Which reminds me, I have a small lamb roast in the oven. No relation.


Tina said...

our neighbor just sheared his 7 rained this morning and is chilly for california....poor darlins' looked nekkid!

ooo, lamb roast...i have one that needs roasting...

i'm glad my goats don't shearing!
have the pheasants begun hatching yet?

Paula said...

Jeez what an idyllic picture that last one is! Bucolic, pastoral, all that good stuff. Just looking at you shearing sheep kills my back! I couldn't do it.

I seem to remember you describing being under a sheep in the very same position, although now I can't remember why. You'll get better at it, of course. I think taking a class is a great idea.

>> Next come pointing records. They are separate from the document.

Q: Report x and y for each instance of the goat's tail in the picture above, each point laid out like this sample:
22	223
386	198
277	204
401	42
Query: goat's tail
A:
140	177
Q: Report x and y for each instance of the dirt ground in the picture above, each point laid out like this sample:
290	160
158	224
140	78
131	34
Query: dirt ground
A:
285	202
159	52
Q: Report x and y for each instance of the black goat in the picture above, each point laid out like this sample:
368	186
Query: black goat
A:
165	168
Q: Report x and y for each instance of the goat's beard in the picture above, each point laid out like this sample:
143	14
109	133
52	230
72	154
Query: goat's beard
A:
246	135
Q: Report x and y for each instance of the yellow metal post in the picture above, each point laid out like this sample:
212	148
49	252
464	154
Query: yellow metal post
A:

Wish I could come for roast lamb and that Ginger Liqueur I see over there. Plus, I'm partial to whiskey and ginger anyway, but together? I'll bring my muck boots and work for my sipper and supper, of course, but just not shearing.

Karen Thomason/Gordon Setter Crossing said...

I wonder if the sheep smell you roast? Poor Eunice. I could barely tell hooves and wool from eyeballs and know. ha ha

Tamar@StarvingofftheLand said...

I once knew a farmer named Jen,
Who proved her sheep shear mettle when
with shit in her hair
and wool up to there,
She smiled and said, "Let's go again!"

Pomona said...

I planted out lots of peas yesterday, and my father came to visit and opined that there is bound to be a very hard frost in the next month - something to do with misty mornings in March, I think!

It is also far too hot and dry here - we have just seeded an area for potential sheep, who will remain potential at this rate, as we have not had a drop of rain since sowing, and I have a horrible feeling it is not going to sprout at all.

Pomona x

Dog Hair in my Coffee said...

I have been having trouble leaving comments lately, (my computer has issues...don't we all) but I just had to try again to say that the sheep shit in the hair, and roasting lamb in the oven comments had me spitting out coffee as I read this post. I so adore your down to earth sense of humor. It always makes my day!

Christine said...

Your posts always make me laugh...and wince. This reminds me of my husband's comment this morning about me having a speck of goat poop on my lip after milking chores. Not really, just dried blood (mine) from having chapped skin. I'm so glad the goats don't need shearing. It was difficult enough to give them their "dairy clip" with a headlock and electric beard trimmers.